Telling a Convenient History


The final piece of the argument is a simplified historical narrative that sounds plausible enough to stick. According to this story, the early church knew nothing of “original sin.” Then Augustine of Hippo arrived, burdened by his own personal struggles, influenced by questionable philosophy and perhaps a poor translation of Scripture. He invented the doctrine, the Western church adopted it, and we have been living with this harmful inheritance ever since. It is a neat tale: one man, one moment, one problem we can now discard.


But history is never that tidy. Long before Augustine, early Christian thinkers such as Irenaeus of Lyons and Athanasius of Alexandria were already describing humanity as profoundly corrupted, subject to death, sliding toward non-being (a profound ontological crisis) and incapable of restoring itself through its own efforts, requiring divine intervention.


Irenaeus of Lyons

From Against Heresies:

“Man… having been led captive by sin, and being held under the power of death, could not of himself return to incorruption.”

And elsewhere:

“Through the disobedience of one man who was originally moulded from virgin soil, the many were made sinners and forfeited life.”

Athanasius of Alexandria

From On the Incarnation:

“Men… had turned from eternal things to things corruptible, and had become the cause of their own corruption in death.”

And more forcefully:

“For having transgressed the commandment, they were returning to their natural state, so that as they had come into being out of non-existence, so also they were on the way to returning, through corruption, to non-existence again.”

And crucially:

“It was impossible, therefore, that God should leave man to be carried off by corruption… For this would be unfitting and unworthy of Himself.”

They did not all use Augustine’s precise vocabulary, nor did they frame the issue identically. Yet the core conviction runs through their writings: something has gone deeply wrong with the human condition at a structural level. This is not a thin account of moral failure—it is a thick account of human ruin.


This is not a late Western invention but part of a shared inheritance reaching back to the earliest centuries. The simplified story reduces a rich, multi-voiced tradition to a single dismissible origin point. It replaces careful theological argument with mere genealogy: “This idea came from there, therefore we can set it aside.” But ideas are not refuted simply by tracing their influences. Explaining Augustine’s background is not the same as engaging his actual claims. That's the genetic fallacy—dismissing a claim based on where it came from rather than whether it is true. Claims stand or fall on whether they make coherent sense of the biblical text, of moral experience, and of the stubborn realities of human life.


Drawing the Threads Together


When we place these three moves together, the overall strategy comes into focus. Categories are collapsed so that a critique of one part discredits the whole. Sin is reduced to surface-level behaviour so that deeper explanations seem unnecessary. History is simplified so that the idea appears late, contingent, and therefore disposable. With the groundwork quietly rearranged, the conclusion feels almost inevitable: we don’t really need this uncomfortable notion of sin. We can move on.


The irony is difficult to ignore.

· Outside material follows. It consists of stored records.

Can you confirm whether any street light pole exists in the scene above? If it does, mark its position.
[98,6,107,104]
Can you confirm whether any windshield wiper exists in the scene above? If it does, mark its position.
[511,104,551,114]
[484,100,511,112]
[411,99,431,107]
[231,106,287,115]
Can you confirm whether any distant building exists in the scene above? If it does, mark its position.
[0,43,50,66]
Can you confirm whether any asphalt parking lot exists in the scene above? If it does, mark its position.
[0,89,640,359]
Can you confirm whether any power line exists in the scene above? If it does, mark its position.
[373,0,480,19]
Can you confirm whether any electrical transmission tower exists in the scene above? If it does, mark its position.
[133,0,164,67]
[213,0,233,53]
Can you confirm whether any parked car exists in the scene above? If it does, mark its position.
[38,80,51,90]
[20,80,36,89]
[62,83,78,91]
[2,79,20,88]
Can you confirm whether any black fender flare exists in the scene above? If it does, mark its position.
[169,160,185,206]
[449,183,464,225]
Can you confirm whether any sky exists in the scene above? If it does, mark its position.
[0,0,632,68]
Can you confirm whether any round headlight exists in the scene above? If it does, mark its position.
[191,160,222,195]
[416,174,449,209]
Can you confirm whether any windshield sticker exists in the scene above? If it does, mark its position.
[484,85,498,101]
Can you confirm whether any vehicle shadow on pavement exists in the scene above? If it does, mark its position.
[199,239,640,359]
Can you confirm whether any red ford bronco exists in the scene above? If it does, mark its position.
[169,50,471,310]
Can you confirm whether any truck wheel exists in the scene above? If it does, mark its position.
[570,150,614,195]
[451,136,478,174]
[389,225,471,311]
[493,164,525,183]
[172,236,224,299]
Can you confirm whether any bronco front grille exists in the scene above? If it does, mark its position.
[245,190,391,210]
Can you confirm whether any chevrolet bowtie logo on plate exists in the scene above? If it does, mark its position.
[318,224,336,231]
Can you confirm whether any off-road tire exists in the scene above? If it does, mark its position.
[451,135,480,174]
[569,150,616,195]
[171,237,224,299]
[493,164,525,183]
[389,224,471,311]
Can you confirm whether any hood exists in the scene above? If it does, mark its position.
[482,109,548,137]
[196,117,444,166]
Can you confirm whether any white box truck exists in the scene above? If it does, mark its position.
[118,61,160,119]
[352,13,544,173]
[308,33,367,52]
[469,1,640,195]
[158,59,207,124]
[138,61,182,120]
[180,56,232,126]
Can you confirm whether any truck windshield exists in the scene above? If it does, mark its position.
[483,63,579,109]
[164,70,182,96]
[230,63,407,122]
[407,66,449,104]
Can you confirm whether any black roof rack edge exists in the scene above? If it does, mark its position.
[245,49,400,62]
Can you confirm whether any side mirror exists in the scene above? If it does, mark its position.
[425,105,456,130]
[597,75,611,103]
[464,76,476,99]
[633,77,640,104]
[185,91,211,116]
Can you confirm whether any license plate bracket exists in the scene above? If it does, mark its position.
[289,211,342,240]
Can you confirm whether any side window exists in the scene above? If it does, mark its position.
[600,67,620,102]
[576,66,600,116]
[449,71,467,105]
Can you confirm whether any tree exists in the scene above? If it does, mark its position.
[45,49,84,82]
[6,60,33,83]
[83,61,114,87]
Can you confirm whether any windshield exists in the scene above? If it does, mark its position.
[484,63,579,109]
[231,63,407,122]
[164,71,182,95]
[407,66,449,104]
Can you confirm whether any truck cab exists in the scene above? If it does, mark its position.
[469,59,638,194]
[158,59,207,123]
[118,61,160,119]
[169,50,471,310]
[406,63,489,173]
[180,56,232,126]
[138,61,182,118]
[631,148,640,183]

If sin, at its most basic level, means “missing the mark,” then this very argument may itself be an instance of it—not in a crude moral sense, but in an intellectual one. It aims squarely at Christianity’s understanding of human sinfulness. It simply does not hit the target.


Far from being a burden to discard, the Christian account of sin offers a sobering yet ultimately hopeful diagnosis. It refuses to flatter us with easy optimism about human nature, yet it also refuses to leave us there. By naming the depth of the problem, it opens the door to a deeper solution—one that addresses not just our actions, but the condition from which those actions flow. In a world full of tidy arguments that simplify away our discomfort, this older, more realistic vision still has the power to ring true to lived experience. It may not feel immediately liberating, but it has the rare virtue of actually describing the world—and us—as we really are.